Was für ein Sprachbild ist mir da über die Lippen gekommen? Wieso sollte es ein
Henker, also jemand, der einen anderen ins Jenseits befördern wird, damit so
eilig haben? Damit der Schmerz schnell vorbei ist? Meine Güte, Jupp, hast du
vielleicht doch nachgeholfen, weil sich deine Mutter so gequält hat? Warst du
der Henker deiner Mutter?
    »Als Todesursache steht das Eibengift eindeutig fest?«, frage ich
ängstlich.
    »Das Taxin.

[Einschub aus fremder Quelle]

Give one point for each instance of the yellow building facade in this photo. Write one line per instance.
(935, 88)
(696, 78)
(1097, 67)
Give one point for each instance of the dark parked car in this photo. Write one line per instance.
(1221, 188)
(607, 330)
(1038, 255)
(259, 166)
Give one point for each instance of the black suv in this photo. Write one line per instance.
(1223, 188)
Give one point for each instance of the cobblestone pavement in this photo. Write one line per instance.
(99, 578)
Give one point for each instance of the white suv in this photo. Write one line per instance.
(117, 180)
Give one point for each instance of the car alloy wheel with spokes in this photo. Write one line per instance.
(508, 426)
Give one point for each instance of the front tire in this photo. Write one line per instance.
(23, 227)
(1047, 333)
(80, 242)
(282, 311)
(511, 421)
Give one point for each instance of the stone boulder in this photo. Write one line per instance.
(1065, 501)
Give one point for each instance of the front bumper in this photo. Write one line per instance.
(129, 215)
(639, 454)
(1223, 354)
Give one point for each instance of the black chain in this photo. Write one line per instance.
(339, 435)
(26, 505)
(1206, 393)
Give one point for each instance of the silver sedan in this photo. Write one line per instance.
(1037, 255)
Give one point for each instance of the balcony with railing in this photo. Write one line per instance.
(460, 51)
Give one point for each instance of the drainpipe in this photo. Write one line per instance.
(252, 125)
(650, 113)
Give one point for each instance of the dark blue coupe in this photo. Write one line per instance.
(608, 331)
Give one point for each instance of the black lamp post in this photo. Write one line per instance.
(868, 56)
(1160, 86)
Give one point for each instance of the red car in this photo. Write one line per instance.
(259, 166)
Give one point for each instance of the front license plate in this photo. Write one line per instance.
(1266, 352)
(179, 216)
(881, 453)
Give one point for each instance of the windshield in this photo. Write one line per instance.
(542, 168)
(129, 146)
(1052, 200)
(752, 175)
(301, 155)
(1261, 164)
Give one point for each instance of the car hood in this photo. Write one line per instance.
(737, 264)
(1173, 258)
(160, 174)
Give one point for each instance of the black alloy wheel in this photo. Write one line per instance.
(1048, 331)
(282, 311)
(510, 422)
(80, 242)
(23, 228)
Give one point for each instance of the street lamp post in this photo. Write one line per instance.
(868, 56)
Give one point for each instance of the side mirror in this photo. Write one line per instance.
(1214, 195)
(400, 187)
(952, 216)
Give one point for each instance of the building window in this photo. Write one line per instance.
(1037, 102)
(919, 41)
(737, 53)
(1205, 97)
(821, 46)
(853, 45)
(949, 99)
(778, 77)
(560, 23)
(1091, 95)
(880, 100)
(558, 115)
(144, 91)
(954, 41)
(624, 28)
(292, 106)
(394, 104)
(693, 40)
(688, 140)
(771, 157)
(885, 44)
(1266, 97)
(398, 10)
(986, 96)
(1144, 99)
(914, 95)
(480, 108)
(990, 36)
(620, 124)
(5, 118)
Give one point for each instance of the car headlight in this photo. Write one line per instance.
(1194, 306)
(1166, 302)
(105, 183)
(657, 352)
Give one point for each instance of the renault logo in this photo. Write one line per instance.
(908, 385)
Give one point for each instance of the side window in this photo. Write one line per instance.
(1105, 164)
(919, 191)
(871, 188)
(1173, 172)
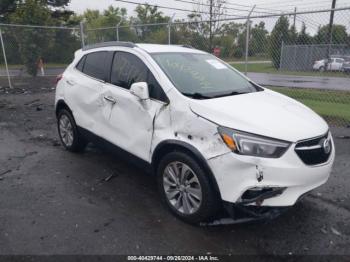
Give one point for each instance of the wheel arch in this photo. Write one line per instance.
(168, 146)
(61, 104)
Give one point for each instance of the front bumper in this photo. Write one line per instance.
(237, 174)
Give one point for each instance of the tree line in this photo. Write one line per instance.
(27, 45)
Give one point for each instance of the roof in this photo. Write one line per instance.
(149, 48)
(156, 48)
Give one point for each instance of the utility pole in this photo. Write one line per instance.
(295, 16)
(210, 25)
(247, 41)
(330, 32)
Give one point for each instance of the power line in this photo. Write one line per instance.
(171, 8)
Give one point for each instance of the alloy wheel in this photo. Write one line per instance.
(182, 188)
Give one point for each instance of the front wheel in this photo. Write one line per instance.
(186, 188)
(70, 137)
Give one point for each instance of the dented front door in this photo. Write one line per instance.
(128, 122)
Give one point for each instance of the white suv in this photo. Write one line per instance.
(213, 137)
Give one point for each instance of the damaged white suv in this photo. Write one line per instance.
(210, 135)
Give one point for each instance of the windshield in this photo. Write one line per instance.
(202, 76)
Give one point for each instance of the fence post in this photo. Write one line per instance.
(281, 56)
(5, 59)
(82, 35)
(169, 32)
(247, 41)
(117, 29)
(169, 28)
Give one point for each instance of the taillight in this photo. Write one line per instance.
(58, 78)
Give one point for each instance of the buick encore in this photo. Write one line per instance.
(212, 137)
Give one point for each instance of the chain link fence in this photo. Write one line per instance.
(297, 54)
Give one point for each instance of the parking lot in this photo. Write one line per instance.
(56, 202)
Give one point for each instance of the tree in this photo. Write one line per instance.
(258, 40)
(210, 11)
(6, 8)
(339, 35)
(147, 14)
(32, 42)
(303, 37)
(279, 35)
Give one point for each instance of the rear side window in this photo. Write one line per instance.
(80, 65)
(95, 66)
(128, 69)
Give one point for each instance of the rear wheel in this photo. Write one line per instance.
(186, 188)
(70, 137)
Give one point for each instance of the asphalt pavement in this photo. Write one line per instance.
(56, 202)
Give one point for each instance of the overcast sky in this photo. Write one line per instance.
(312, 21)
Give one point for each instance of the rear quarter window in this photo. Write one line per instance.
(95, 65)
(80, 65)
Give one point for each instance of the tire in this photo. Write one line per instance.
(194, 189)
(68, 132)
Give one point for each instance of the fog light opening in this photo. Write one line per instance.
(257, 195)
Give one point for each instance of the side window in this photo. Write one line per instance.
(80, 65)
(128, 69)
(95, 65)
(339, 60)
(155, 90)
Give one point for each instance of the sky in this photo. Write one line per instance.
(236, 8)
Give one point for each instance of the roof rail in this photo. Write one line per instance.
(188, 46)
(107, 44)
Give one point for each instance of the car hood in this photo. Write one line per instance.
(265, 113)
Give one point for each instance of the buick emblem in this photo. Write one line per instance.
(326, 145)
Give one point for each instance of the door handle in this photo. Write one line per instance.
(110, 99)
(70, 82)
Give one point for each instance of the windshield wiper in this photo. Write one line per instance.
(231, 94)
(197, 95)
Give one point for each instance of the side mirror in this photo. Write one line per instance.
(140, 89)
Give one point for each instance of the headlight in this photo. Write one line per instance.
(252, 145)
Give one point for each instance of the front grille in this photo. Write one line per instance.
(315, 151)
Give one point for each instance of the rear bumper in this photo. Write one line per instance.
(282, 181)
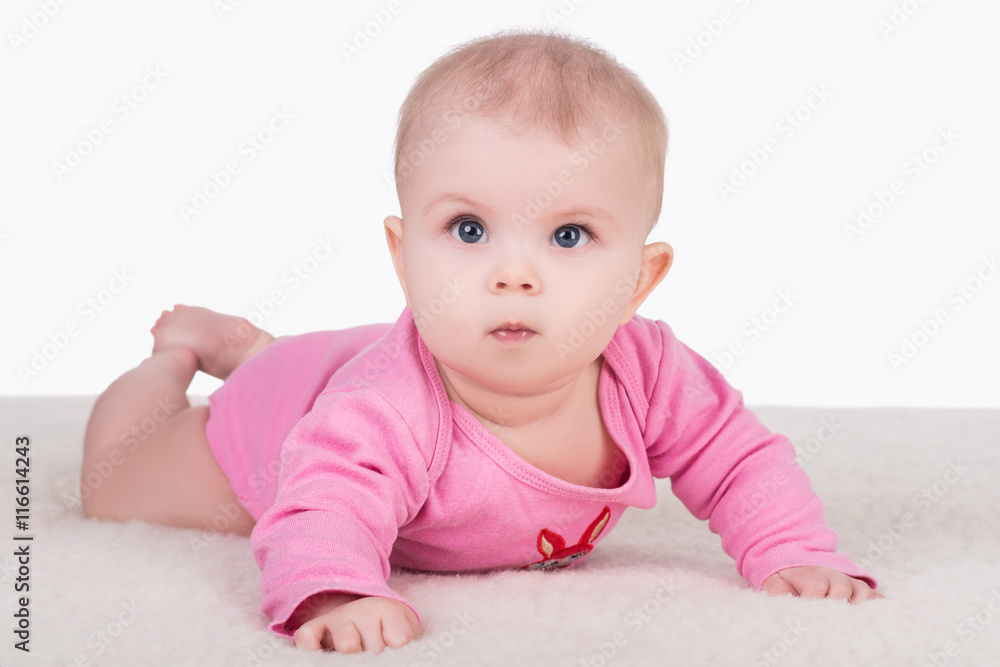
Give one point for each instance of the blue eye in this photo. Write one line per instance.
(469, 230)
(571, 234)
(472, 231)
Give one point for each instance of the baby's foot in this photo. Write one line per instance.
(221, 342)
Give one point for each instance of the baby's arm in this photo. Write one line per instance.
(351, 475)
(725, 466)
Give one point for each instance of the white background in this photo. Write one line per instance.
(328, 175)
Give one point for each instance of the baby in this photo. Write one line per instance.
(514, 410)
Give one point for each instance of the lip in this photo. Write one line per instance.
(512, 333)
(512, 326)
(510, 337)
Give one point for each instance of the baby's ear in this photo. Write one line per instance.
(394, 239)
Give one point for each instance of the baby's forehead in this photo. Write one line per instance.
(591, 135)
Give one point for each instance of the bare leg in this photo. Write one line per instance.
(146, 455)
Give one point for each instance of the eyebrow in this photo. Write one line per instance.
(594, 212)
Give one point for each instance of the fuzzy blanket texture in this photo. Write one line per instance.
(912, 493)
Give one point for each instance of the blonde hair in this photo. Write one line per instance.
(529, 79)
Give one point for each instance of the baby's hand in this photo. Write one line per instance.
(818, 582)
(352, 623)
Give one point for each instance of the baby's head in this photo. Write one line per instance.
(529, 169)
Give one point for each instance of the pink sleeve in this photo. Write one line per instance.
(351, 475)
(727, 467)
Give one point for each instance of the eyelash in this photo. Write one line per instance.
(581, 225)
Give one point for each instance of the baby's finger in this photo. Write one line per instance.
(862, 591)
(840, 587)
(398, 629)
(346, 638)
(309, 636)
(775, 585)
(370, 628)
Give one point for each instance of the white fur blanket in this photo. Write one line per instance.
(912, 492)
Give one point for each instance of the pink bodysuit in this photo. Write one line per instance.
(346, 449)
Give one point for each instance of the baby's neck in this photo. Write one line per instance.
(504, 412)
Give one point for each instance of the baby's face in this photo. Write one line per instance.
(494, 231)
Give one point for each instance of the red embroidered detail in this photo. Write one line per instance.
(553, 546)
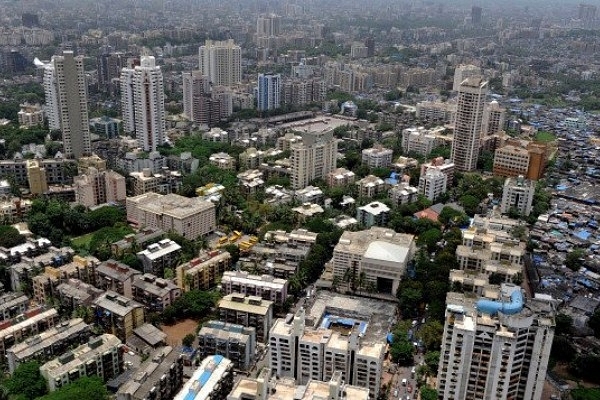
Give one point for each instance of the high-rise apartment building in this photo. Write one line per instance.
(518, 194)
(66, 102)
(313, 158)
(99, 187)
(200, 104)
(269, 91)
(101, 356)
(496, 347)
(143, 103)
(494, 117)
(467, 127)
(221, 61)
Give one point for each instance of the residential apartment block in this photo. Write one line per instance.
(377, 157)
(160, 377)
(267, 388)
(212, 380)
(370, 186)
(382, 254)
(99, 187)
(117, 277)
(373, 214)
(31, 323)
(518, 194)
(235, 342)
(101, 356)
(159, 256)
(203, 272)
(49, 343)
(264, 286)
(117, 314)
(403, 193)
(190, 217)
(163, 182)
(496, 346)
(337, 334)
(155, 294)
(247, 311)
(468, 125)
(312, 158)
(340, 177)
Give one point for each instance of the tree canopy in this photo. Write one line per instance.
(26, 382)
(88, 388)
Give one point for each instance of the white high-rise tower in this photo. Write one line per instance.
(71, 98)
(468, 123)
(221, 61)
(143, 103)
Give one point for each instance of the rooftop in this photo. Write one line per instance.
(205, 378)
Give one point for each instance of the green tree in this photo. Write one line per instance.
(10, 237)
(574, 259)
(88, 388)
(431, 335)
(27, 382)
(470, 203)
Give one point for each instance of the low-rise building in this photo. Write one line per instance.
(115, 276)
(189, 217)
(373, 214)
(159, 256)
(30, 115)
(101, 356)
(49, 343)
(433, 184)
(236, 342)
(403, 193)
(96, 187)
(370, 186)
(154, 293)
(144, 236)
(377, 157)
(340, 177)
(222, 161)
(212, 380)
(163, 182)
(309, 194)
(12, 304)
(117, 314)
(382, 254)
(265, 286)
(247, 311)
(517, 194)
(160, 377)
(74, 293)
(264, 387)
(30, 323)
(204, 271)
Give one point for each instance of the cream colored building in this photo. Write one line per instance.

Ja.«
    Ich atme erleichtert aus.
    »Dann hat sich Jupp ganz sicher nicht hinter einem Baum versteckt.
Er hätte es nie ertragen, seine Mutter so leiden zu sehen.«
    »Da ist was dran«, bemerkt Marcel nachdenklich und biegt in die
kleine baumgesäumte Straße rechts ein, die nach Krewinkel ins Tal führt.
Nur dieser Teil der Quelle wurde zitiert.